Sous prétexte de «modernisation», le gouvernement propose avec son projet de loi 97 une refonte majeure de la gestion du territoire forestier public. Ce projet, porté par la ministre Maïté Blanchette Vézina, redéfinit les règles du jeu – mais surtout, il exclut plusieurs joueurs contrairement à l’époque de la Commission Coulombe en 2003 où tous les intervenants avaient été consultés avec succès lors du même type d’exercice. Notamment ceux qui, depuis toujours, entretiennent une relation de proximité, de respect et de connaissance profonde de ce territoire: les chasseurs, les pêcheurs, les trappeurs, les gestionnaires de zecs, de pourvoiries, et tous les citoyens amoureux de la nature.

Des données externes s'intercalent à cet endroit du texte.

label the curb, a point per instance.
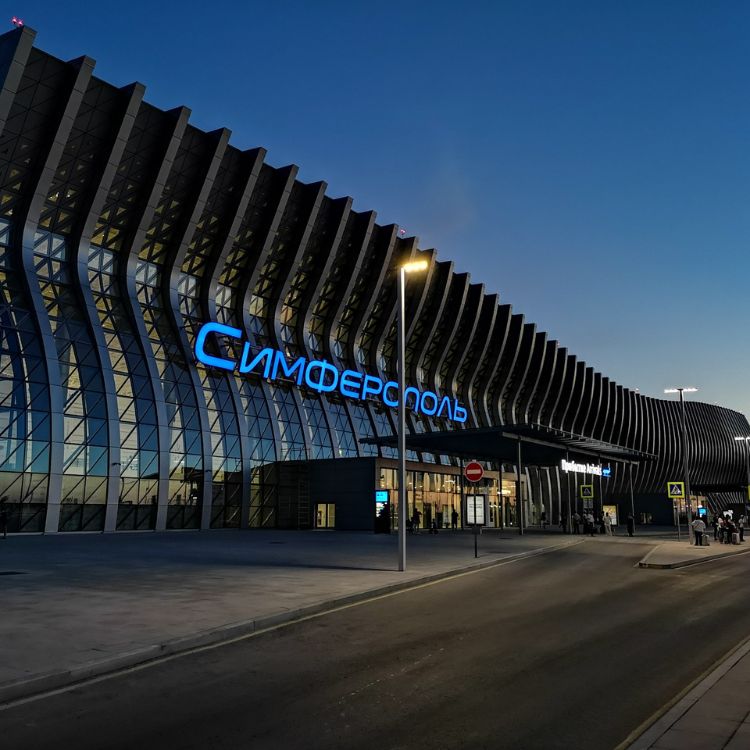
(652, 729)
(50, 681)
(685, 563)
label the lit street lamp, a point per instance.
(747, 455)
(417, 265)
(688, 506)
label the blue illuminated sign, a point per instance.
(323, 377)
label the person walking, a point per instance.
(416, 517)
(699, 528)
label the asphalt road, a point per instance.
(572, 649)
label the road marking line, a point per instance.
(518, 557)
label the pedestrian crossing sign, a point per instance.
(676, 490)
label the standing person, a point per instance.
(416, 517)
(699, 527)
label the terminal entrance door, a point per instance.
(325, 516)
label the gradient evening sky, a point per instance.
(589, 161)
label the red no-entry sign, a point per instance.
(473, 471)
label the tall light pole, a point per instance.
(689, 509)
(417, 265)
(747, 466)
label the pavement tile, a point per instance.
(741, 740)
(143, 590)
(706, 725)
(676, 739)
(722, 705)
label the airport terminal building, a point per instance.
(192, 338)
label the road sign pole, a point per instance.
(519, 499)
(689, 509)
(632, 500)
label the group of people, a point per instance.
(590, 524)
(726, 529)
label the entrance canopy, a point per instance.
(542, 446)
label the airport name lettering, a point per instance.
(595, 469)
(324, 377)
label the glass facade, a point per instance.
(123, 229)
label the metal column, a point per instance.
(519, 498)
(569, 524)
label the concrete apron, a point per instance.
(44, 683)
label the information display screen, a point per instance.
(475, 510)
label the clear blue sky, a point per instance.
(589, 161)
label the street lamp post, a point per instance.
(745, 438)
(688, 506)
(418, 265)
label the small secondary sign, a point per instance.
(676, 490)
(473, 471)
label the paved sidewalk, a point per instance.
(682, 554)
(715, 715)
(78, 605)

Dans un monde parallèle, la nouvelle structure peut sembler logique! Mais cela démontre à quel point la ministre n’a aucune idée de la réalité et du sentiment profond d’appartenance des québécois pour cette richesse collective. Ça prend un sacré culot de présenter un projet de loi aussi méprisant pour ses citoyens! Ainsi, puisque ce gouvernement considère nos forêts publiques comme uniquement des machines à engranger le plus de profit à l’hectare, il a eu la savante idée de diviser la forêt publique en zones prioritaires pour la coupe, zones de conservation, et zones multiusages. Ainsi, c’est tout un pan de notre patrimoine collectif qu’on offre sur un plateau à l’industrie forestière.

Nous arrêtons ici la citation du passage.